All the time I was in the houses, my little guide had been waiting wistfully at the bottom of the ladder; and the children uttered shouts of glee to see me come down the ladder face out instead of backwards as the Acomas descend.
We descended from the Mesa by the sand-hills instead of the rock steps, preceded by an escort of romping children; but not a discourteous act took place during all my visit. Could I say the same of a three hours' visit amid the gamins of New York, or London? At the foot of the cliff, we shook hands all round and said good-by; and when I looked back up the valley, the children were still waving and waving.

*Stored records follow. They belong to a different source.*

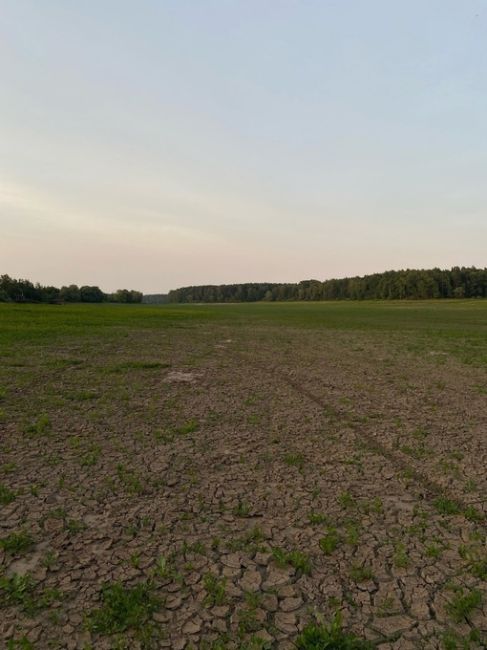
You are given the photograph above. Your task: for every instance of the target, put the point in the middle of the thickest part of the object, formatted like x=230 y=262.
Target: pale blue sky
x=159 y=144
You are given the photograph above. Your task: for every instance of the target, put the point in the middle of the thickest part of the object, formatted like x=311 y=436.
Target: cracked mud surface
x=256 y=478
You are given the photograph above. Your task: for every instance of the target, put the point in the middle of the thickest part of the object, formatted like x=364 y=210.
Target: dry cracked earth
x=210 y=487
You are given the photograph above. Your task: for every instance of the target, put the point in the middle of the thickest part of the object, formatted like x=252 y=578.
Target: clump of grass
x=21 y=591
x=251 y=541
x=316 y=518
x=446 y=506
x=123 y=608
x=17 y=543
x=19 y=644
x=40 y=427
x=74 y=526
x=433 y=551
x=454 y=641
x=91 y=456
x=297 y=559
x=330 y=637
x=352 y=533
x=472 y=514
x=82 y=395
x=361 y=573
x=137 y=365
x=6 y=495
x=329 y=543
x=188 y=427
x=400 y=558
x=129 y=479
x=346 y=500
x=463 y=604
x=215 y=590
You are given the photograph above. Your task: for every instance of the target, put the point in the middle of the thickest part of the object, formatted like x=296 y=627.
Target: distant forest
x=458 y=282
x=25 y=291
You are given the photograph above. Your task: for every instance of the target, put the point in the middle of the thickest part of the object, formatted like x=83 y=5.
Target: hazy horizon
x=159 y=145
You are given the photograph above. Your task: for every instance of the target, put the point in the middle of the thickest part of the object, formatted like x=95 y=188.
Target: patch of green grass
x=463 y=604
x=446 y=506
x=188 y=427
x=250 y=542
x=74 y=526
x=82 y=395
x=451 y=640
x=433 y=551
x=215 y=590
x=297 y=559
x=361 y=573
x=346 y=500
x=20 y=644
x=137 y=365
x=17 y=543
x=472 y=514
x=316 y=518
x=329 y=543
x=400 y=558
x=330 y=637
x=91 y=456
x=40 y=427
x=129 y=479
x=123 y=608
x=6 y=495
x=21 y=591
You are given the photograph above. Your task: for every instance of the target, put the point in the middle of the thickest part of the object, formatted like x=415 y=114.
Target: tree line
x=12 y=290
x=457 y=282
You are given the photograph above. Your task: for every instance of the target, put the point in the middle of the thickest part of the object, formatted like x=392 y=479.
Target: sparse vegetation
x=330 y=637
x=123 y=608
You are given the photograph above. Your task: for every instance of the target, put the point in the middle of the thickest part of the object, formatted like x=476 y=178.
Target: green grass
x=456 y=327
x=6 y=495
x=463 y=604
x=297 y=559
x=123 y=608
x=17 y=543
x=330 y=637
x=329 y=543
x=215 y=590
x=22 y=591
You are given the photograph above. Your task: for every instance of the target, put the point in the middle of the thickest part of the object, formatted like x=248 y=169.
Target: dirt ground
x=252 y=481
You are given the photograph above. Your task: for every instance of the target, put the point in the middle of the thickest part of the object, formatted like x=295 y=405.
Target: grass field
x=233 y=476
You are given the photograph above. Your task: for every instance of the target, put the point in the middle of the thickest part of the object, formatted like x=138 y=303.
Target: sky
x=158 y=144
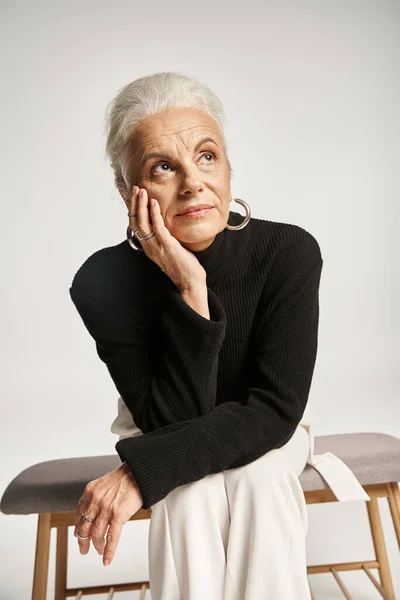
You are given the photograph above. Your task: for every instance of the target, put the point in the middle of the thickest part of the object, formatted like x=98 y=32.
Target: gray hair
x=148 y=96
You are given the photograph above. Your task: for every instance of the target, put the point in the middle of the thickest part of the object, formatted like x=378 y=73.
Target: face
x=177 y=166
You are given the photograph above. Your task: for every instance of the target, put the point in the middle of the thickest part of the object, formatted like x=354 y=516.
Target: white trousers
x=235 y=535
x=239 y=534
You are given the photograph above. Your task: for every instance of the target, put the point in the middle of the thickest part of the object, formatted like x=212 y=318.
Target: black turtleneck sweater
x=208 y=394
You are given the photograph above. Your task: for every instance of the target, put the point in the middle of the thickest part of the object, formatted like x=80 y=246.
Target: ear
x=123 y=192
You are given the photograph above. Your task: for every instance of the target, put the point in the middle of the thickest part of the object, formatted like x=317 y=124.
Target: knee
x=204 y=490
x=264 y=475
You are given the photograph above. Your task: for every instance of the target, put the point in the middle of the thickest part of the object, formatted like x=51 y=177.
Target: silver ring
x=87 y=518
x=143 y=237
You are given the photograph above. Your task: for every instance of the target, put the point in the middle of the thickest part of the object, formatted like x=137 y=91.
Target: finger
x=161 y=231
x=82 y=527
x=133 y=208
x=142 y=213
x=113 y=536
x=98 y=532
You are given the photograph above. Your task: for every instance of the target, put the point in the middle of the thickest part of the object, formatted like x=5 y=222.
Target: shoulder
x=285 y=243
x=287 y=256
x=99 y=270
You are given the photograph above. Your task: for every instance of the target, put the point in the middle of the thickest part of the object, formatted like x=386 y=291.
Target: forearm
x=197 y=298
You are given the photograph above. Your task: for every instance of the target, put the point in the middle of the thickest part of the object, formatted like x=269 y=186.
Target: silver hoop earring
x=246 y=219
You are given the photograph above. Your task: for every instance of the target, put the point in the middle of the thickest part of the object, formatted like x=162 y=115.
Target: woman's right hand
x=181 y=266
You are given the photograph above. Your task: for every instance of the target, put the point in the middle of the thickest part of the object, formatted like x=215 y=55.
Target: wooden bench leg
x=394 y=505
x=61 y=563
x=41 y=569
x=380 y=547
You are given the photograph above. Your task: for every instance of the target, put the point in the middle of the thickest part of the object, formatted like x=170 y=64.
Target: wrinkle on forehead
x=166 y=130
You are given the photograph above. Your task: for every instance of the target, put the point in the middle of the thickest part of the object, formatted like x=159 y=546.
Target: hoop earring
x=246 y=219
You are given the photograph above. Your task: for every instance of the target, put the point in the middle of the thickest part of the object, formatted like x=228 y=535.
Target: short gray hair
x=148 y=96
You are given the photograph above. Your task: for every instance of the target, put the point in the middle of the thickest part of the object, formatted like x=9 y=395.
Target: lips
x=195 y=208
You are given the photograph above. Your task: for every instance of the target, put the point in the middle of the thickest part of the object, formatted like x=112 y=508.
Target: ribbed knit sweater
x=208 y=394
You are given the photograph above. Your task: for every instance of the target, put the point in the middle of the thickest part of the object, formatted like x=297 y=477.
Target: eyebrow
x=167 y=157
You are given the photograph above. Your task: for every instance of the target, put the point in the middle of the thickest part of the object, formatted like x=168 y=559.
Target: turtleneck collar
x=226 y=248
x=222 y=256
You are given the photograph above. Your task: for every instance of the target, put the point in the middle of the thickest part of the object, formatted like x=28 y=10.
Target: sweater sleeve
x=236 y=433
x=141 y=353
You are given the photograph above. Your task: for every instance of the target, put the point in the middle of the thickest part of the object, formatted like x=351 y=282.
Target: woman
x=209 y=331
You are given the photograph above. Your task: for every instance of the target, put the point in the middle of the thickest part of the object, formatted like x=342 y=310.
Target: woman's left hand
x=110 y=501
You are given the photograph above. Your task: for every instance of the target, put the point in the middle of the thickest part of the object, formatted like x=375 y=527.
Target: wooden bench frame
x=62 y=520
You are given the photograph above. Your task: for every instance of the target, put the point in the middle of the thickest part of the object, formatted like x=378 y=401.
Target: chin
x=197 y=233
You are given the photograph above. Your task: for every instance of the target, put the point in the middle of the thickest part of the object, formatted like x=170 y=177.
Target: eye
x=160 y=164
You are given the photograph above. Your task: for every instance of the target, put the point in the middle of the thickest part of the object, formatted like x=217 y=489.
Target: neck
x=198 y=246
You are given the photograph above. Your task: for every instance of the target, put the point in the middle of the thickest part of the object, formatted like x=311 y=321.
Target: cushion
x=57 y=485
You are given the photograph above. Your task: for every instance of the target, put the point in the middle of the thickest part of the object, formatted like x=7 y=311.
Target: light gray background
x=311 y=93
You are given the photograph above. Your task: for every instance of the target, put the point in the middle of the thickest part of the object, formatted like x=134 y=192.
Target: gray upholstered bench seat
x=57 y=485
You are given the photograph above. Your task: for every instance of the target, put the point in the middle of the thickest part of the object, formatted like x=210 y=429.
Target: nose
x=191 y=181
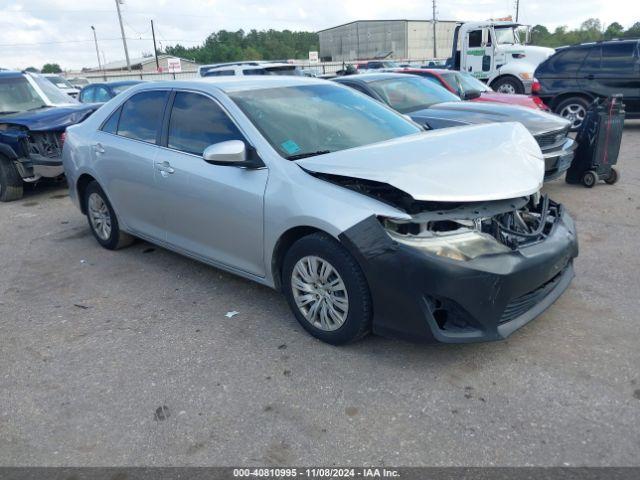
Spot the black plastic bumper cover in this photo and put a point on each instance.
(423, 297)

If this be humble Indian life in its Simon pure state, with all freedom from our rules of conduct, all I have to say is it is infinitely superior to the hoodlum life of our cities and towns.
One point more: I asked Marie as I had asked Mr. Marmon, "Do you think your people are Indians, or Aztecs?" and the answer came without a moment's hesitation—"Aztecs; we are not Indian like Navajo and Apaches."
Opposite the Enchanted Mesa, I looked back. My little guide was still gazing wistfully after us, waving her shawl and holding tight to a coin which I trust no old grimalkin pried out of her hand.